E-book
12.6
drukowana A5
17.55
Sztuka pisania intencji

Bezpłatny fragment - Sztuka pisania intencji


Objętość:
42 str.
ISBN:
978-83-8440-084-5
E-book
za 12.6
drukowana A5
za 17.55

Każda książka to krok w stronę zmiany i inspiracji. Jeśli chcesz iść dalej razem ze mną, zapraszam Cię na: samuelkaine.wixsite.com/samuel-kaine

Wstęp

Czy zdarzyło Ci się kiedyś zapisać coś w notesie, a potem… po jakimś czasie odkryć, że to się spełniło?

Może była to lista marzeń z czasów szkolnych.
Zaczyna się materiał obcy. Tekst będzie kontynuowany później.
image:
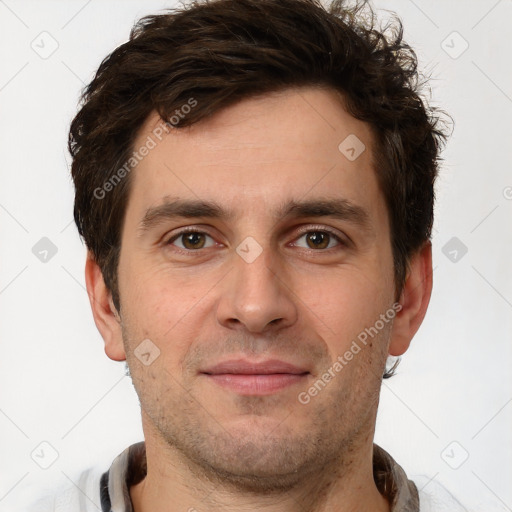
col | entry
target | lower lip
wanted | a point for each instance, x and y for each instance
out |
(256, 384)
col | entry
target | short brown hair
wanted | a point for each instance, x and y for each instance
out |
(222, 51)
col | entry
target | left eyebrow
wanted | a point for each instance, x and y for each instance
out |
(337, 208)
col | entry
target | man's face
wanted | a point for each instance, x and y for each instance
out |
(258, 279)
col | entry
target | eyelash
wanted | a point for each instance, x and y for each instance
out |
(311, 229)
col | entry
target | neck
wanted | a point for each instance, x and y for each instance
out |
(174, 483)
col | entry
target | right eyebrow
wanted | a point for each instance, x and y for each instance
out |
(187, 208)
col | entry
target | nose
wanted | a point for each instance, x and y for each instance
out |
(256, 297)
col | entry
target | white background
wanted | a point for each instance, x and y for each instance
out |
(58, 386)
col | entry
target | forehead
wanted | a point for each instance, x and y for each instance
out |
(292, 144)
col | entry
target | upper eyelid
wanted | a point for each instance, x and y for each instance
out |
(341, 237)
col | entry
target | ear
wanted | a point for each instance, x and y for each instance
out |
(414, 300)
(106, 317)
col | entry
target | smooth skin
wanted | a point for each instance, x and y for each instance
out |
(319, 281)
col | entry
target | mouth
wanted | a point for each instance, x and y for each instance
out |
(255, 378)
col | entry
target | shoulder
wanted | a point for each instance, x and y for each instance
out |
(434, 497)
(83, 496)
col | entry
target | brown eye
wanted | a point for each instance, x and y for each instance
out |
(191, 240)
(318, 240)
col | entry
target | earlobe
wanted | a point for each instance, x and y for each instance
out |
(106, 317)
(414, 300)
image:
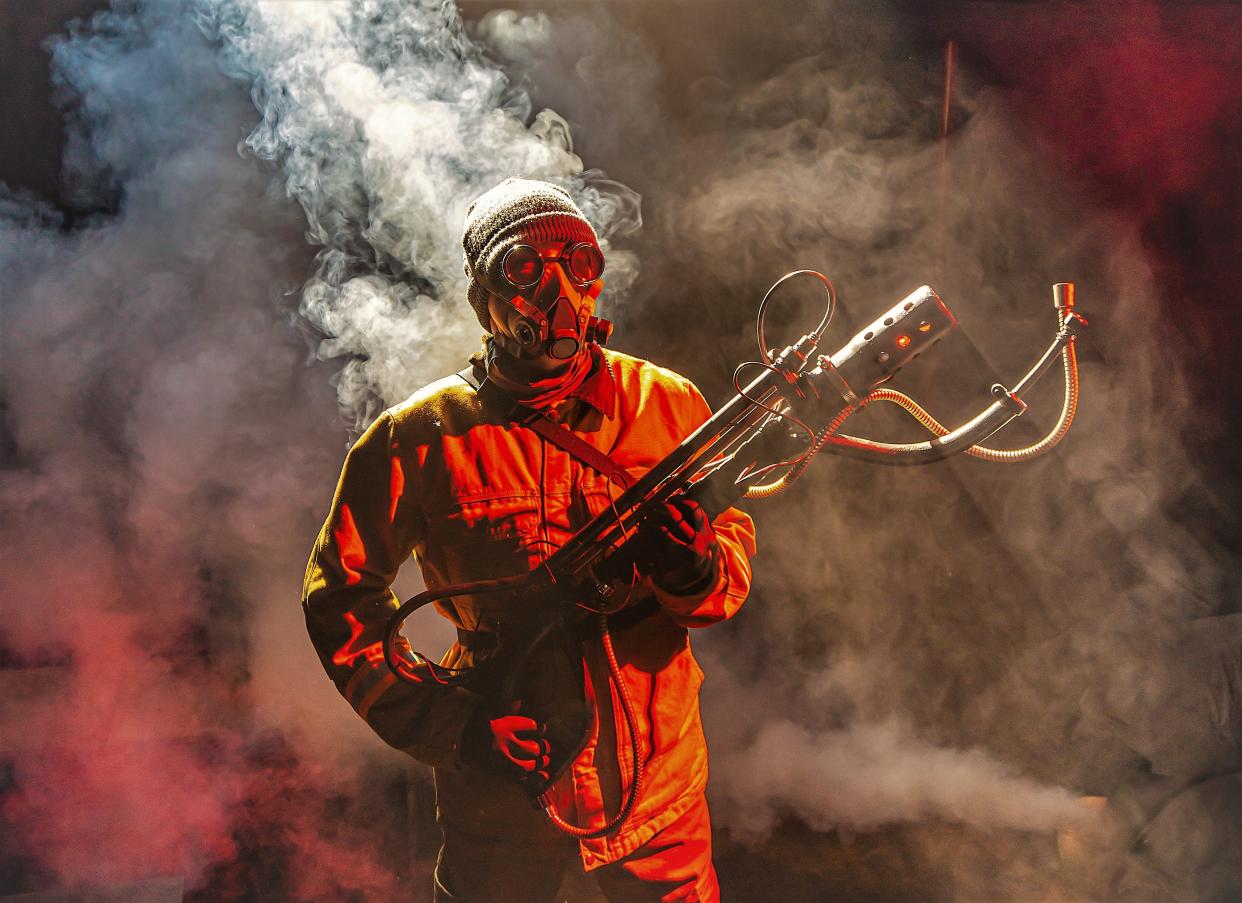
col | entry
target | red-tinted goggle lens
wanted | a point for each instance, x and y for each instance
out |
(523, 266)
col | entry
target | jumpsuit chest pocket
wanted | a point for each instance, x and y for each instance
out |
(502, 518)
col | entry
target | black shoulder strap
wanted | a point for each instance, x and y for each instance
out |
(558, 434)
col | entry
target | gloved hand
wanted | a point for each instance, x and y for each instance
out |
(681, 545)
(508, 743)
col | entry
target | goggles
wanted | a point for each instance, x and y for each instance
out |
(523, 266)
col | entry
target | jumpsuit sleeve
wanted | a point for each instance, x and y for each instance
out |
(734, 547)
(371, 528)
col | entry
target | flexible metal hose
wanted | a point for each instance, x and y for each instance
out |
(786, 480)
(631, 722)
(1069, 364)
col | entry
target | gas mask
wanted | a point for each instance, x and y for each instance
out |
(545, 302)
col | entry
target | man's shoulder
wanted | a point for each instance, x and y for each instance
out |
(634, 372)
(446, 399)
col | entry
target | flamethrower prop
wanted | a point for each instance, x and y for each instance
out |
(730, 457)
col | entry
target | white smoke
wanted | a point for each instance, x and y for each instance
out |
(386, 122)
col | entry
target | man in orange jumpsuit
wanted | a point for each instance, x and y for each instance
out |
(450, 477)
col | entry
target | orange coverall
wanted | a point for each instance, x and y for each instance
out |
(475, 497)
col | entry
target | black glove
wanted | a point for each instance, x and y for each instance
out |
(679, 544)
(511, 744)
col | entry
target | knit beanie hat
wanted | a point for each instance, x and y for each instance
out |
(513, 213)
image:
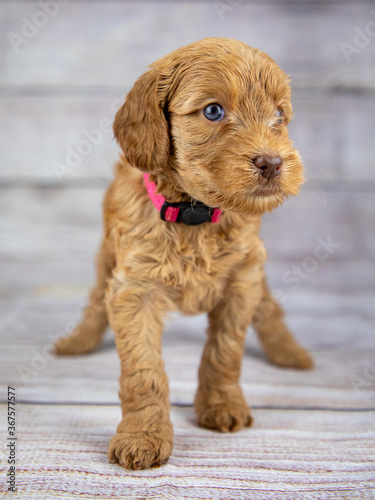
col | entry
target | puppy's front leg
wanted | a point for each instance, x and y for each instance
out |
(220, 403)
(144, 437)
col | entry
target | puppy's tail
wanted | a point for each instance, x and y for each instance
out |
(88, 334)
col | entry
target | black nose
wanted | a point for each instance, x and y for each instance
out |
(269, 165)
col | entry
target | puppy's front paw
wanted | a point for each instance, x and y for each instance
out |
(140, 450)
(226, 416)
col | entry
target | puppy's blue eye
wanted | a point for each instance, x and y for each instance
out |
(280, 114)
(214, 112)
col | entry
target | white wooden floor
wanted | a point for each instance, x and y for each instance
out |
(314, 432)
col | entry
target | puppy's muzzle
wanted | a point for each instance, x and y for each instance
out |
(269, 165)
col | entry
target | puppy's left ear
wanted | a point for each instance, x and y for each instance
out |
(140, 126)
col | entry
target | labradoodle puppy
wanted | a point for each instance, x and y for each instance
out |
(205, 153)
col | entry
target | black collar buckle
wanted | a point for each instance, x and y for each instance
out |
(191, 214)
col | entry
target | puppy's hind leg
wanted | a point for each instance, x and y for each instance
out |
(87, 335)
(277, 340)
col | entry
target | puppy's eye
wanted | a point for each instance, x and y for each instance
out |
(214, 112)
(279, 113)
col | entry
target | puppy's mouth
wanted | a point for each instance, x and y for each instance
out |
(267, 189)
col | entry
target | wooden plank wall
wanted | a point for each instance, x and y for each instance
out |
(63, 75)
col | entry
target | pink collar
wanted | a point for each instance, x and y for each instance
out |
(188, 213)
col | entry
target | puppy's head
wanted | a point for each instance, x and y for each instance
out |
(212, 118)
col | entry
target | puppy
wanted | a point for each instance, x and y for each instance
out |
(205, 153)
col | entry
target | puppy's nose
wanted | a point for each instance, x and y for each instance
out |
(269, 166)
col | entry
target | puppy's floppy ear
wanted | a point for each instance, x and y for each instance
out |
(140, 126)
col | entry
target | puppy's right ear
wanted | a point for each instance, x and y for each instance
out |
(140, 126)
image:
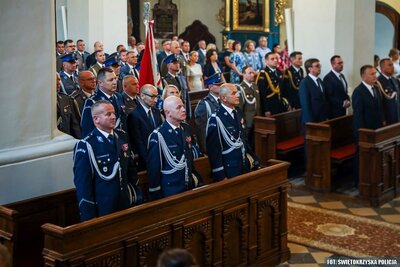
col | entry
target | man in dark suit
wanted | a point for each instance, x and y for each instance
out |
(270, 83)
(87, 85)
(389, 89)
(67, 113)
(68, 74)
(293, 77)
(174, 76)
(130, 67)
(81, 54)
(367, 108)
(335, 85)
(205, 107)
(226, 142)
(367, 103)
(104, 172)
(142, 121)
(107, 86)
(249, 102)
(171, 153)
(314, 105)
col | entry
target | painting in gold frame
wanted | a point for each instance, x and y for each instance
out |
(251, 15)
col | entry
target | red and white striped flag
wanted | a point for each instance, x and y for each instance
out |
(148, 65)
Może postanowienie noworoczne, które wcale nie miało sensu, a jednak zadziałało. A może zwykłe zdanie zapisane w kalendarzu, które dziś wydaje się prorocze.

Nie jest to magia. To intencja — prosty, ale potężny sposób, w jaki możesz porozumiewać się… sam ze sobą.

Bo prawda jest taka: świat reaguje na Twoje słowa, ale najpierw reaguje na nie Twój umysł i ciało. Kiedy coś zapisujesz, wysyłasz sygnał do podświadomości: „To jest dla mnie ważne. Zwróć na to uwagę.”

I właśnie wtedy zaczyna się zmiana.

Nie chodzi o to, żeby czekać na cud. Intencja to nie zaklęcie rodem z Harry’ego Pottera. To raczej kompas, który ustawia Cię w kierunku tego, czego naprawdę pragniesz. A kiedy wiesz, dokąd chcesz iść — nawet małe kroki zaczynają Cię tam prowadzić.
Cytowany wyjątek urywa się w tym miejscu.